Competition
LLM Merging: Building LLMs Efficiently through Merging
Derek Tam · Margaret Li · Jiacheng Zhu · Rickard BrĂ¼el Gabrielsson · Mikhail Yurochkin · Colin Raffel · Leshem Choshen
West Meeting Room 210
Training high-performing large language models (LLMs) from scratch is a notoriously expensive and difficult task, costing hundreds of millions of dollars in compute alone. These pretrained LLMs, however, can cheaply and easily be adapted to new tasks via fine-tuning, leading to a proliferation of models that suit specific use cases. Recent work has shown that specialized fine-tuned models can be rapidly merged to combine capabilities and generalize to new skills. This raises the question: given a new suite of desired skills and design parameters, is it necessary to fine-tune or train yet another LLM from scratch, or can similar existing models be re-purposed for a new task with the right selection or merging procedure?
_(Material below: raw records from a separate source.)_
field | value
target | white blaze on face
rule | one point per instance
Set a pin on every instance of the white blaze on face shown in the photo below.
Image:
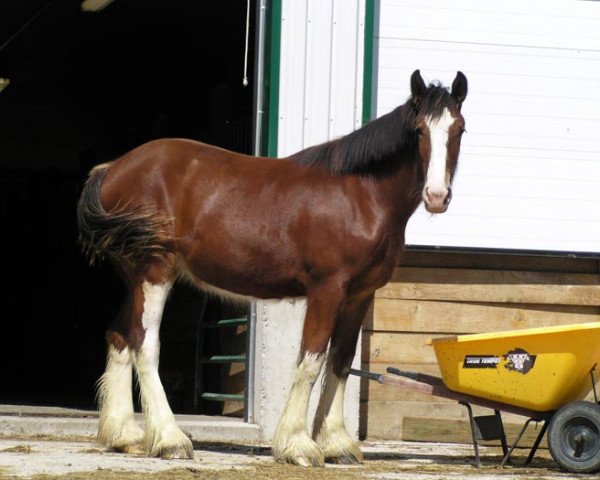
(437, 182)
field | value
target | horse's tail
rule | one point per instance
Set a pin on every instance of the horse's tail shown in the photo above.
(123, 234)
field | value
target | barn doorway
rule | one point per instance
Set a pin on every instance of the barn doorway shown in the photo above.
(85, 88)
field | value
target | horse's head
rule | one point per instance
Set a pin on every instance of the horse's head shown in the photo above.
(439, 126)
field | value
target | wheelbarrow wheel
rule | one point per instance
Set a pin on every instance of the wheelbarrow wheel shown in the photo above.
(574, 437)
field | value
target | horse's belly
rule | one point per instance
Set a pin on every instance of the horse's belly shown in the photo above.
(235, 284)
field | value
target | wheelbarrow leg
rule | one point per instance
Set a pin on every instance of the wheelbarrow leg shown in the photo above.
(535, 446)
(486, 427)
(474, 433)
(537, 442)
The LLM Merging challenge aims to spur the development and evaluation of methods for merging and reusing existing models to form stronger new models without needing additional training. Specifically, the competition focuses on merging existing publicly-released expert models from Hugging Face, using only minimal compute and additional parameters. The goal will be to develop merged models that outperform existing models and existing merging baselines. Submissions will be judged based on the average accuracy on a set of held-out multiple-choice evaluation tasks and their efficiency. To make the competition as accessible as possible and ensure that the merging procedures are more efficient than fine-tuning, we will enforce a compute budget and focus on merging models with fewer than 8B parameters. A starter kit with all necessary materials (baseline implementations, requirements, the evaluation script, etc.) will be released on May 1st.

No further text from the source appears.